The festive season is over. But spare a thought for the people who were parted from their loved ones over the holiday period, and who instead had to spend it with their families. We like to play parlour games, like “guess when the bin men are coming” and “spot the frozen kitchen water pipe”. I’d tried talking to our recalcitrant pipe, like Moses was meant to have done with the rock in the desert to get water to come out and, if I could have worked out which it was, I’d have hit it instead like Moses actually did. Thank goodness ours survived freezing and thawing and we didn’t come down to find a natural spring in the kitchen when the temperature picked up.
Now we’re into a new year, and I’m with Mark Twain. Now is the accepted time to make your regular annual good resolutions. Next week you can begin paving hell with them as usual. But this year it’s going to be easy to stick to mine, which is not to make any. As I’ve singularly failed over the years to become fabulously rich, to write a novel or tidy the office, these days I just stick to things that don’t take any kind of heroic effort to achieve.

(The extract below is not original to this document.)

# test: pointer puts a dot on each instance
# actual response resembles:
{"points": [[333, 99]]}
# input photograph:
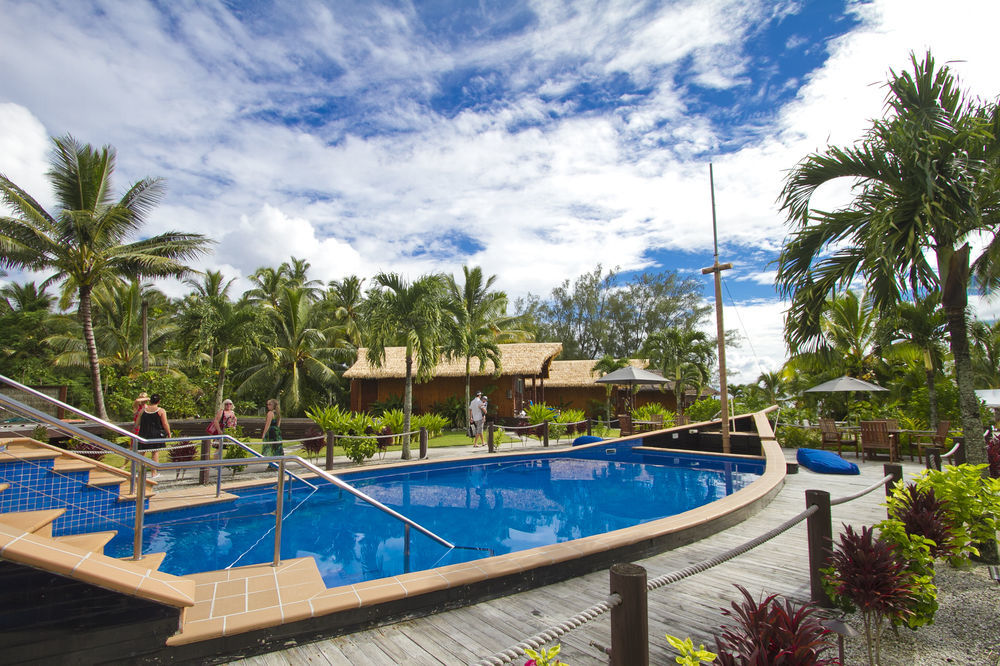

But at my age, losing weight isn’t one of those, and I’ve been trying to find some quick fixes to get rid of the seasonal kilos (converting them to metric makes them sound less). And there have been some pretty daft suggestions published recently. Dieting has become a national obsession and it seems we’re increasingly willing to put our faith in celebrity would-be gurus rather than common sense, in the battle against the bulge and in the drive to eat healthily.
There are all sorts of silly things said about how the body works. For example, whatever we eat or take, our immune systems can’t be ‘boosted’. As long as we are generally fit and well, the immune system is more than capable of fighting disease. I read of someone who sprinkles charcoal over her meals “to absorb all the bad, damaging stuff in the body”. Although charcoal does absorb toxic chemicals – when it’s used in gas masks and in sewage treatment – the waste products that our cells produce aren’t harmful, and they are removed by our kidneys and liver. And, bad luck, charcoal’s no help if you’ve overdone the festive booze since it doesn’t bind with alcohol at all.
Really, it’s as simple as eating less and exercising more: there are no shortcuts. Even low to moderate exercise is meant to help prevent the milder forms of cognitive decline in older age.
I wrote some time ago about swimming, but it’s such a palaver going round there, getting changed, showering, dressing, drying hair…what about jogging, for me? Unfortunately, I mostly jog to the kitchen. And here’s the worst thing about working and writing from home. Nibbling and grazing is yet more things that stops me from writing. At least when I go to the library the temptation’s not there. Except it is – part of my ritual now includes special “writing sweets”. They don’t crunch and, provided I don’t rustle the papers, nobody can object. Wouldn’t it be great if someone made sweets with story ideas on the inside of each wrapper? Move over, fortune cookies. Send them my way.